PRINCIPALES CONCLUSIONS :

• Des difficultés financières croissantes : La grande majorité des jeunes ayant participé à l'étude (77,6 %) affirme que les jeunes vivent aujourd'hui dans des conditions plus difficiles qu'auparavant. Depuis 2005, le pouvoir d'achat des bourses KYK a diminué de 84,5 % par rapport à l'or et de 84,4 % par rapport aux produits de base comme le thé et le simit. Alors que les jeunes peinent à satisfaire leurs besoins fondamentaux tels que le logement et l'accès à une alimentation de qualité, il y a 20 ans, le logement était un «choix" alors qu'aujourd'hui, c'est une "crise" qui est perçue.

• L'éducation ne se traduit pas par un emploi, les diplômes se dévaluent : L'obtention d'un diplôme universitaire n'est plus synonyme de sécurité de l'emploi. Alors que 41 % des jeunes occupent des emplois en dessous de leur niveau de qualification, un jeune sur quatre âgé de 15 à 29 ans (25,9 %) ne suit ni études ni formation et n'est pas en emploi (NEET). La perception selon laquelle les recommandations priment sur le mérite dans l'emploi est largement répandue. Cette situation pousse les jeunes vers des emplois précaires, mal rémunérés et sans rapport avec leur domaine d'études.

• Une vie sociale et culturelle restreinte : La hausse du coût de la vie limite considérablement la participation des jeunes aux activités sociales et culturelles. Il y a 20 ans, la vie de campus animée et les événements culturels accessibles étaient courants, alors qu'aujourd'hui, les jeunes peinent à aller au théâtre (avec un taux de bourse de 15,3 % pour 6 fois par mois) ou en concert (avec un taux de bourse de 46,5 % pour 2 fois par mois). Les espaces publics de la municipalité d'Istanbul (İBB) s'imposent comme les rares lieux où les jeunes peuvent "respirer".

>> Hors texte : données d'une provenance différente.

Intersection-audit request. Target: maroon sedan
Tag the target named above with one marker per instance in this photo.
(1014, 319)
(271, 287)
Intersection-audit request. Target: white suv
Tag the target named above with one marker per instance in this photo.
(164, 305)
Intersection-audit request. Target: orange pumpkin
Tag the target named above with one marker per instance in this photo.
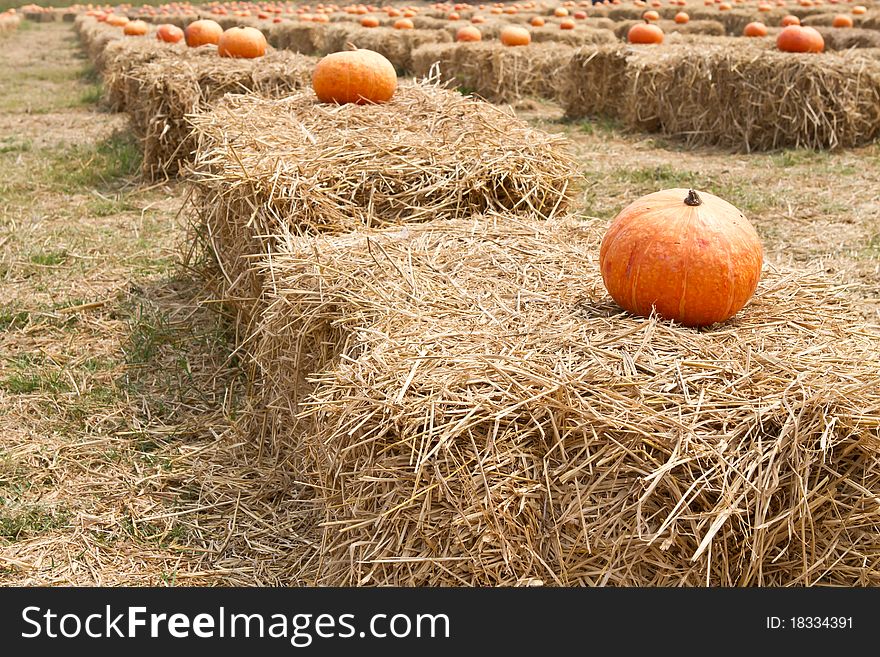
(796, 38)
(135, 28)
(691, 256)
(755, 29)
(514, 35)
(468, 33)
(644, 33)
(169, 33)
(354, 76)
(202, 32)
(242, 42)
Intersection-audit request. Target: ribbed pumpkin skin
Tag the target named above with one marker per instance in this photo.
(354, 76)
(696, 265)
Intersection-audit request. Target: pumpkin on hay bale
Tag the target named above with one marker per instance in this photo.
(438, 155)
(503, 423)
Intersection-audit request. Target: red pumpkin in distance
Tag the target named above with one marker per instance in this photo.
(644, 33)
(691, 256)
(796, 38)
(354, 76)
(202, 32)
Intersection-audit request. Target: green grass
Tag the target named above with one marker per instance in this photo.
(31, 521)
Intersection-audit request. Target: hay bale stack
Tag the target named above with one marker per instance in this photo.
(270, 167)
(396, 45)
(491, 418)
(700, 27)
(582, 35)
(594, 83)
(121, 56)
(753, 98)
(498, 73)
(165, 92)
(304, 38)
(733, 21)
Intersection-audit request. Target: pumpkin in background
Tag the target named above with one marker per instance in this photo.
(755, 29)
(644, 33)
(135, 28)
(202, 32)
(514, 35)
(690, 255)
(242, 42)
(169, 33)
(354, 76)
(468, 33)
(796, 38)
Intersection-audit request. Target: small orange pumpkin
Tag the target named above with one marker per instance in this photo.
(242, 42)
(755, 29)
(135, 28)
(645, 33)
(354, 76)
(169, 33)
(468, 33)
(514, 35)
(691, 256)
(202, 32)
(796, 38)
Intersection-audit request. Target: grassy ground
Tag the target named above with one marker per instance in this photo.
(120, 461)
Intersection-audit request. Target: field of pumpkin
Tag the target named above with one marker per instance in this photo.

• Anxiété croissante face à l'avenir et rêves reportés: Les principales préoccupations des jeunes sont les difficultés financières (49,2 %) et l'incertitude quant à l'avenir (47,9 %). Les étapes fondamentales de la vie, comme prendre son indépendance (78,8 % trouvent cela difficile) ou se marier (81,8 % trouvent cela difficile), sont reportées pour des raisons financières. Des objectifs tels que devenir propriétaire d'un logement ou d'une voiture ne sont même plus perçus comme une « possibilité lointaine ». Cette situation entraîne un allongement effectif de la période de jeunesse.

• L'étranger, une « alternative forcée » : Aujourd'hui, la moitié des jeunes (50,4 %) envisagent de s'installer à l'étranger ; ce taux était de 35,1 % chez les jeunes d'il y a 20 ans. Alors que l'idée de partir à l'étranger était autrefois axée sur la curiosité et l'expérience, elle est devenue aujourd'hui une « nécessité » découlant de la recherche de mérite, de justice, de reconnaissance du travail et de meilleures conditions de vie. Cette tendance s'est étendue jusqu'au niveau du lycée.

Le rapport des Études sur l'agenda urbain attire l'attention sur les problèmes structurels et la vulnérabilité croissante des jeunes à Istanbul, soulignant l'urgence de mettre en place des politiques globales pour soutenir leur bien-être économique, social et psychologique.